Wright built up attendance at his church from 87 people in 1971 to 8,500 when he retired on Feb. 10. He preached what is euphemistically referred to as "black liberation theology."
This includes thundering "God damn America" from the pulpit and saying such outrageous things as, "The government lied about inventing the HIV virus as a means of genocide against people of color."
The title of Obama's best-selling book - "The Audacity of Hope" - came from a Rev. Wright sermon.
Instead of apologizing and divorcing himself from Wright, on Tuesday, Obama lectured America on race for 45 minutes.
The New York Times immediately hailed Obama's speech a profile in courage.
No, courage would have been to disown Wright as Obama had disowned Don Imus, whose radio show had helped Obama sell many copies of his books, including "The Audacity of Hope."
Imus apologized for his racial slur.
I have yet to hear an apology from the Rev. Wright.
Passing off his most recent sermons as the ramblings of a pastor about to be put out to pasture belie Wright's history. In 1984, Wright traveled with the Rev. Jesse Jackson and Nation of Islam leader Louis Farrakhan to meet with Libyan dictator Muammar Gadafi.

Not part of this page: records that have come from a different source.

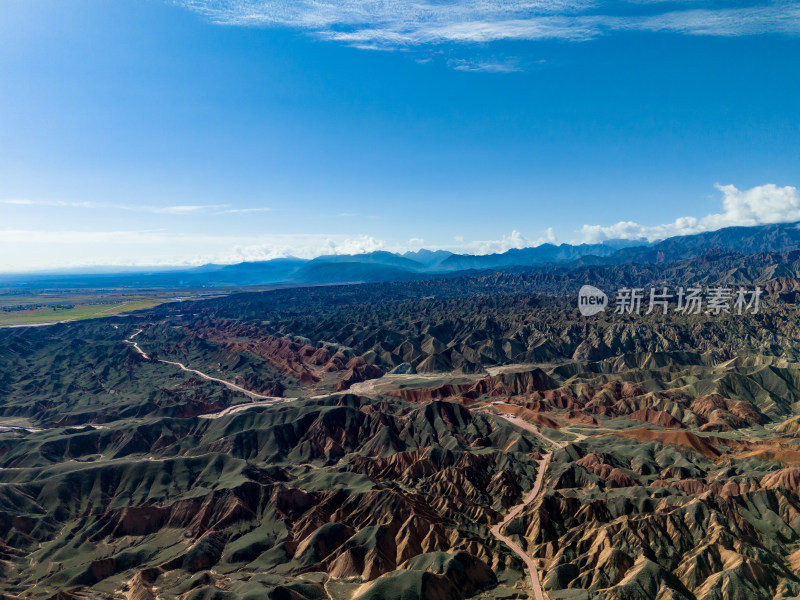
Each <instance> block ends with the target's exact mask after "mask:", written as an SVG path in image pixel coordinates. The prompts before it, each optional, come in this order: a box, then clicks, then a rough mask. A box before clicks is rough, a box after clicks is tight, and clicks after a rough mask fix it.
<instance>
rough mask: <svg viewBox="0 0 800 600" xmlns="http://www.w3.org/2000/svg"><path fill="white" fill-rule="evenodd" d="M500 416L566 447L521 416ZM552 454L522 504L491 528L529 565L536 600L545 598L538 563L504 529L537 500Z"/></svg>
mask: <svg viewBox="0 0 800 600" xmlns="http://www.w3.org/2000/svg"><path fill="white" fill-rule="evenodd" d="M500 417H502V418H503V419H505V420H506V421H508V422H509V423H513V424H514V425H516V426H517V427H521V428H522V429H524V430H526V431H530V432H531V433H533V434H534V435H536V436H538V437H539V438H541V439H543V440H544V441H546V442H547V443H548V444H551V445H553V446H555V447H556V448H563V447H564V445H563V444H561V443H559V442H557V441H555V440H553V439H550V438H549V437H547V436H546V435H544V434H543V433H542V432H541V431H539V430H538V429H536V428H535V427H534V426H533V425H531V424H530V423H528V422H526V421H523V420H522V419H519V418H517V417H514V416H510V415H505V414H503V415H500ZM552 456H553V454H552V453H548V454H545V455H544V458H542V460H540V461H539V472H538V474H537V475H536V481H535V482H534V484H533V488H531V491H530V493H529V494H528V495H527V496H526V497H525V499H524V500H523V501H522V503H521V504H517V505H516V506H515V507H514V508H512V509H511V510H510V511H508V514H506V516H505V518H503V520H502V521H500V522H499V523H497V524H496V525H495V526H494V527H492V528H491V530H490V531H491V534H492V535H493V536H494V537H495V538H497V539H498V540H500V541H501V542H503V543H504V544H505V545H506V546H508V547H509V548H511V550H513V551H514V553H515V554H516V555H517V556H519V557H520V558H521V559H522V561H523V562H524V563H525V565H526V566H527V567H528V571H529V572H530V576H531V587H532V588H533V595H534V596H535V597H536V600H545V595H544V591H543V590H542V584H541V582H540V581H539V572H538V571H537V570H536V563H535V562H534V561H533V559H532V558H531V557H530V556H528V555H527V554H526V553H525V551H524V550H523V549H522V547H521V546H520V545H519V544H517V543H516V542H515V541H514V540H512V539H511V538H509V537H507V536H505V535H503V533H502V529H503V527H505V525H506V524H507V523H508V522H509V521H511V520H512V519H513V518H514V517H516V516H517V515H518V514H519V513H520V512H522V509H524V508H525V507H526V506H528V504H530V503H531V502H533V501H534V500H536V498H537V497H538V496H539V493H540V492H541V491H542V482H543V481H544V476H545V473H546V472H547V465H548V464H549V462H550V458H551V457H552Z"/></svg>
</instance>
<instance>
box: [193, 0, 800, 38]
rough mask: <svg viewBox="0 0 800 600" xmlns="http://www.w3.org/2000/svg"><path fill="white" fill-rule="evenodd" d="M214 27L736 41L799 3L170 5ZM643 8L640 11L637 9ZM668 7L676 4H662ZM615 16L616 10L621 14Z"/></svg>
mask: <svg viewBox="0 0 800 600" xmlns="http://www.w3.org/2000/svg"><path fill="white" fill-rule="evenodd" d="M177 2H178V3H179V4H180V5H182V6H185V7H186V8H189V9H191V10H194V11H196V12H199V13H201V14H203V15H205V16H207V17H208V18H209V19H210V20H212V21H213V22H215V23H220V24H226V25H243V26H284V27H293V28H299V29H303V30H307V31H310V32H313V33H315V34H317V35H319V36H320V37H322V38H325V39H330V40H337V41H340V42H343V43H347V44H351V45H353V46H357V47H361V48H372V49H375V48H397V47H409V46H418V45H423V44H438V43H442V42H459V43H484V42H491V41H496V40H546V39H560V40H587V39H592V38H595V37H598V36H601V35H604V34H607V33H610V32H614V31H625V30H633V31H650V32H672V33H680V34H685V35H713V36H736V35H751V34H760V33H782V34H797V33H800V3H798V1H797V0H785V1H784V2H774V3H773V2H768V1H764V0H762V1H761V2H756V3H751V4H750V5H748V6H744V7H740V8H731V7H724V6H723V7H721V6H719V4H718V3H715V2H713V1H712V0H696V1H691V2H684V3H682V4H683V8H680V9H677V10H663V11H661V12H658V11H659V7H660V6H661V5H662V3H660V2H630V3H628V4H627V5H626V6H624V7H622V8H620V5H619V3H614V2H610V1H608V0H606V1H605V2H603V1H595V0H538V1H537V0H427V1H426V0H393V1H391V2H387V1H386V0H293V1H292V2H286V1H285V0H177ZM645 4H646V5H647V6H644V5H645ZM663 5H664V6H665V7H668V8H674V7H675V6H676V5H677V6H679V7H680V6H681V3H678V4H676V3H674V2H664V3H663ZM620 11H623V12H622V13H621V12H620Z"/></svg>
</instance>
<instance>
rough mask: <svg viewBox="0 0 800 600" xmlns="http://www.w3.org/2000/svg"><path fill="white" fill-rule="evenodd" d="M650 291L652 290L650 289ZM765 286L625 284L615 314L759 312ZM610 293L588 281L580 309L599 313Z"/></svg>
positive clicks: (744, 312)
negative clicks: (674, 312)
mask: <svg viewBox="0 0 800 600" xmlns="http://www.w3.org/2000/svg"><path fill="white" fill-rule="evenodd" d="M648 292H649V293H648ZM762 293H763V290H762V289H761V288H760V287H756V288H754V289H752V290H748V289H746V288H744V287H739V288H738V289H734V288H730V287H722V286H717V287H708V288H705V289H703V288H700V287H686V288H684V287H678V288H675V289H669V288H667V287H666V286H662V287H651V288H650V289H649V290H645V288H629V287H623V288H620V289H618V290H617V293H616V295H615V296H614V303H613V304H614V307H615V308H614V314H618V315H640V314H645V315H649V314H653V313H656V314H663V315H666V314H668V313H669V312H670V310H672V311H674V312H675V313H678V314H681V315H699V314H706V315H711V316H715V317H716V316H720V315H733V314H735V315H742V314H746V313H747V314H753V315H755V314H758V310H759V303H760V299H761V294H762ZM608 304H609V301H608V296H606V294H604V293H603V292H602V291H601V290H599V289H597V288H596V287H594V286H591V285H585V286H583V287H582V288H581V290H580V292H579V293H578V309H579V310H580V312H581V314H582V315H584V316H591V315H596V314H598V313H600V312H602V311H604V310H605V309H606V306H607V305H608Z"/></svg>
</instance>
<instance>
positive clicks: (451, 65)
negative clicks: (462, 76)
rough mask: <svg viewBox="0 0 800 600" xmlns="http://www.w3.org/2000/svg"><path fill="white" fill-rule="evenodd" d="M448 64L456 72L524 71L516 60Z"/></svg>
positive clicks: (456, 62) (517, 60)
mask: <svg viewBox="0 0 800 600" xmlns="http://www.w3.org/2000/svg"><path fill="white" fill-rule="evenodd" d="M447 64H448V65H449V66H450V67H451V68H453V69H455V70H456V71H469V72H483V73H518V72H519V71H522V67H521V66H520V63H519V60H518V59H515V58H510V59H505V60H467V59H455V60H450V61H448V63H447Z"/></svg>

That was four years before Obama joined Wright's church.
The Obama phenomenon is reminiscent of the Howard Dean phenomenon four years ago and Bill Bradley's sudden emergence as a presidential candidate in 2000.
Every four years, Democrats seem to have one of these. They usually fade.

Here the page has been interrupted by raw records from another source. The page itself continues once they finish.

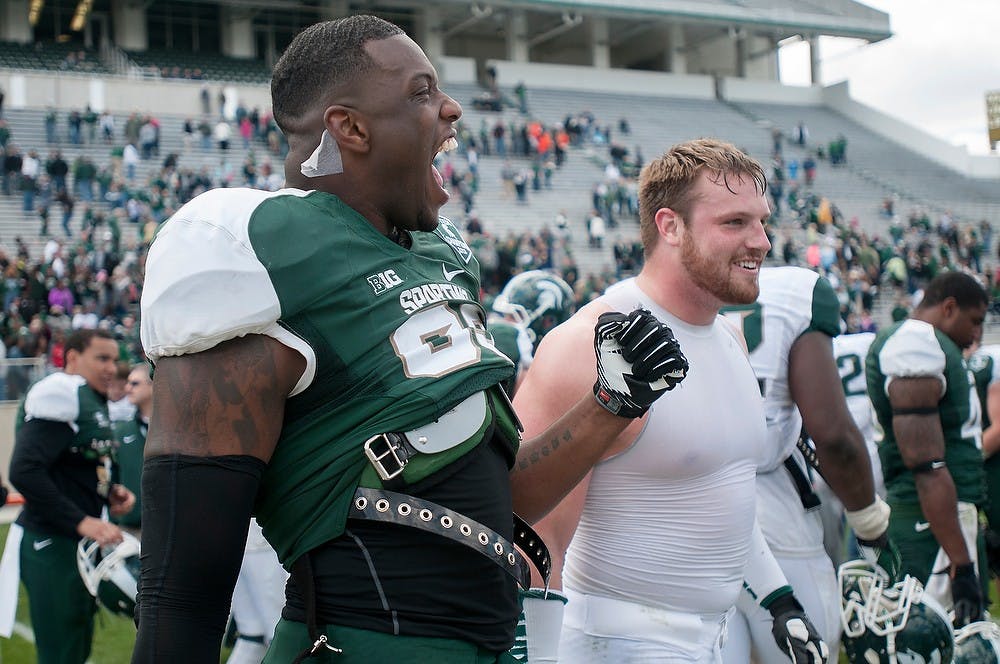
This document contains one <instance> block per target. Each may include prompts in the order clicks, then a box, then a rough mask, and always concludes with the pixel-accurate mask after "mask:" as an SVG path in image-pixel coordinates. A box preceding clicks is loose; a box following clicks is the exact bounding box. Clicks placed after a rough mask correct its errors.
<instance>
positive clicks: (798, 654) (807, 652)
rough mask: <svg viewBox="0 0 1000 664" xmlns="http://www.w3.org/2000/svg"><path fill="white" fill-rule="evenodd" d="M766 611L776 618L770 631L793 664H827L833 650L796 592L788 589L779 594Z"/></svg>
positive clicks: (778, 643)
mask: <svg viewBox="0 0 1000 664" xmlns="http://www.w3.org/2000/svg"><path fill="white" fill-rule="evenodd" d="M767 610H768V611H770V612H771V616H772V617H773V618H774V625H773V626H772V627H771V634H772V635H773V636H774V640H775V642H776V643H777V644H778V647H779V648H781V651H782V652H783V653H785V654H786V655H788V658H789V659H791V660H792V664H826V660H827V657H829V656H830V649H829V648H828V647H827V645H826V643H824V641H823V639H822V638H820V635H819V633H817V632H816V628H815V627H813V625H812V623H811V622H809V618H807V617H806V613H805V611H804V610H803V609H802V605H801V604H799V601H798V600H797V599H795V595H793V594H792V593H791V592H788V593H786V594H784V595H781V596H779V597H778V598H777V599H775V600H774V601H773V602H771V604H770V605H768V606H767Z"/></svg>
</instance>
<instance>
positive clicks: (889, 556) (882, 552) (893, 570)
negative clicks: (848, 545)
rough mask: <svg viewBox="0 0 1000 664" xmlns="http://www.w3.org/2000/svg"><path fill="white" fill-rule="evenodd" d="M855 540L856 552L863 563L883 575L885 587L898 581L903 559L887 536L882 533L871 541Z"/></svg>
mask: <svg viewBox="0 0 1000 664" xmlns="http://www.w3.org/2000/svg"><path fill="white" fill-rule="evenodd" d="M857 540H858V550H859V551H860V552H861V557H862V558H864V559H865V562H867V563H868V564H869V565H871V566H872V567H874V568H875V569H876V570H881V571H882V572H884V573H885V576H886V577H887V583H886V586H887V587H888V586H891V585H892V584H894V583H896V581H897V580H898V579H899V570H900V568H901V567H902V566H903V559H902V556H900V554H899V549H897V548H896V545H895V544H893V542H892V540H891V539H889V534H888V533H887V532H886V533H882V534H881V535H879V536H878V537H876V538H875V539H873V540H865V539H861V538H860V537H858V538H857Z"/></svg>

In 1992, Clinton won the nomination and the presidency. In 1976, it was Jimmy Carter.
So there is a modicum of hope for Obama.
But the audacity is gone.
Presidential campaigns, especially the quagmire this one has become, have moments when a candidate's mettle is tested.
My mettle detector senses failure on Obama's part.
He failed to acknowledge the Rezko and Wright problems early and he failed to fully disclose his relationships with those men.
His failure to make maximum disclosure with minimum delay was ordinary for a politician caught in a controversy.
And being ordinary is the last thing a phenomenon can afford to be.